The boycott was like an informal game of touch football on a
Saturday afternoon. Nobody was too good at the game but everyone who played
seemed to enjoy it just the same. Not everyone played. As I made my way back
from downtown, I stopped at several bus stops. "Fight the fare increase:
ride for free," I'd call out. Most of those waiting for the bus were
white. Some pretended they didn't hear me and looked the other way. Others stared as if I were a little crazy.
Still others shook their head in that nervous, embarrassed way people do when
they're refusing to buy pencils from a crippled man on the street corner. During
the day I carried 71 people. Only five of them were white.
When someone offered some a free ride they were afraid:
Better not, he might rape me. It's too bad people get scared when they start to
succeed. At the delicatessen at 24th and Benning, one of the assembly points, a
young, wavy-haired Negro who worked with SNCC greeted me. "Been waiting
all morning for a car to work from here; said they were going to have one, but
they didn't send it." We got into my car and continued east out to
Benning. Lots of empty buses. "We've got to live together, man. You're
white and you can't help it. I'm Negro and I can't help it. But we still can
get along. That's the way I feel about it." I agreed.
"You ever worked with SNCC before?"
"Nope." "Well, I'll tell you, man, you hear a lot of things. But
they're a good group. They stick together. You know like if you get in trouble
you know they're going to be in there with you. If you get threatened they'll
have people around you all the time. They stick together. That's good,
man."
People were sticking together well that Monday. SNCC
estimated D. C. Transit lost 130,000 to 150,000 fares during the boycott. None
of us knew whether the boycott would have any effect on the fare increase. Two
days later, however, the transit commission, in a unanimous decision, denied D.
C. Transit the hike.
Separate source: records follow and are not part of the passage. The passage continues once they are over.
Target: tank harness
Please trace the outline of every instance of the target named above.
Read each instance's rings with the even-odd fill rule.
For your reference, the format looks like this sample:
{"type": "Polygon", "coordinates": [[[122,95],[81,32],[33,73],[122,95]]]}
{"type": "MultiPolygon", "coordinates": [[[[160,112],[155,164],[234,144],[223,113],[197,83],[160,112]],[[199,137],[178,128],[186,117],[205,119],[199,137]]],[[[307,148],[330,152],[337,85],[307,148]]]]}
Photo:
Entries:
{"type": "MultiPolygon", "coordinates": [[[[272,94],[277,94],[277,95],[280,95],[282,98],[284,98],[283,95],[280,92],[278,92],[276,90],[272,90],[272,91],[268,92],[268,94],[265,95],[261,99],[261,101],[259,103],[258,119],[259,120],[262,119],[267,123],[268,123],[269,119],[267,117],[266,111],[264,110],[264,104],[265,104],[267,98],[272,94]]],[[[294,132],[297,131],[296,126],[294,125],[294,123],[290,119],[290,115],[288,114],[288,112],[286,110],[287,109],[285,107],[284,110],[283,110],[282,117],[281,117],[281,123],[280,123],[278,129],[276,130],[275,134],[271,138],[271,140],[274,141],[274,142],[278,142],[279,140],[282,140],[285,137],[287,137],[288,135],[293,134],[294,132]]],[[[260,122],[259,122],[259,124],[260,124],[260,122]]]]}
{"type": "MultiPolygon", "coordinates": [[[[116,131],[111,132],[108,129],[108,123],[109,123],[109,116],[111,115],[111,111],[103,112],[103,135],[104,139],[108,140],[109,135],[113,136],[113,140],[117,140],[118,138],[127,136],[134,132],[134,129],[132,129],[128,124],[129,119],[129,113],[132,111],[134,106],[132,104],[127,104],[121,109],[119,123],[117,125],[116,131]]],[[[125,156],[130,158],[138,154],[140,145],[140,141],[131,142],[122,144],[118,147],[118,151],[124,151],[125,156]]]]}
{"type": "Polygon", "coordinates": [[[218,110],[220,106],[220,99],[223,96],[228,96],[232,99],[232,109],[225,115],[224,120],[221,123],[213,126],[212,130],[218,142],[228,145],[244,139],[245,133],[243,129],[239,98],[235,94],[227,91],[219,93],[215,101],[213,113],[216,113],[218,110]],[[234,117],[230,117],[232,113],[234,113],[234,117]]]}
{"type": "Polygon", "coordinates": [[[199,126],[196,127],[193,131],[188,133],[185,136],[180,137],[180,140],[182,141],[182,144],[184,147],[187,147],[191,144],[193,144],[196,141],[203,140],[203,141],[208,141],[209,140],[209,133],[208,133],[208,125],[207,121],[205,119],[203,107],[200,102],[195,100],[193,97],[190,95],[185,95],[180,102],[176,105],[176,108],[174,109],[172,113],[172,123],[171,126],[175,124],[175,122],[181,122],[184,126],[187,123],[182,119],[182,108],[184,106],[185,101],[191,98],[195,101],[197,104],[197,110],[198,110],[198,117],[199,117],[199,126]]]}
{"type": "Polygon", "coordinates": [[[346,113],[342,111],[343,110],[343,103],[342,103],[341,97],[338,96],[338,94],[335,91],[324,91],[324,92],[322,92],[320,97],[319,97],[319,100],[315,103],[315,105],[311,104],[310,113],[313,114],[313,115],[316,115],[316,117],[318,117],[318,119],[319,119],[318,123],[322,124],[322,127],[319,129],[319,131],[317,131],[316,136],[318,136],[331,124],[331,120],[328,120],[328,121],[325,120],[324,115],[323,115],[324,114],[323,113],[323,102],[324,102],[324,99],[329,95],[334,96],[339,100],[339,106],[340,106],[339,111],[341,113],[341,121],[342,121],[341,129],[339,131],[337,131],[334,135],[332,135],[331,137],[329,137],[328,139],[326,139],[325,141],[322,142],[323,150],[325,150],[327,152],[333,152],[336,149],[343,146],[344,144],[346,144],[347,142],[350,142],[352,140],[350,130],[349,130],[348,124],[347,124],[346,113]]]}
The commission's executive director dryly told reporters
that the boycott played no part in the decision. He was probably right. The
commission worried about such things as cash dividends, investor's equity, rate
of return, depreciated value, company rate base. The boycotters worried about a
nickel more a ride. Fortunately, it all came out the same. But in case it
hadn't, the boycott organizers were preparing to renew the protest. It would
have been interesting.
After the bus boycott, I wrote a letter to its leader
congratulating him and offering to help in the future. Not long after the
leader, Marion S. Barry, and his colleague, L. D. Pratt, were sitting in my
apartment talking about how I could help in SNCC's public relations. I readily
agreed, became Marion's PR guy and, for the first time, joined a movement.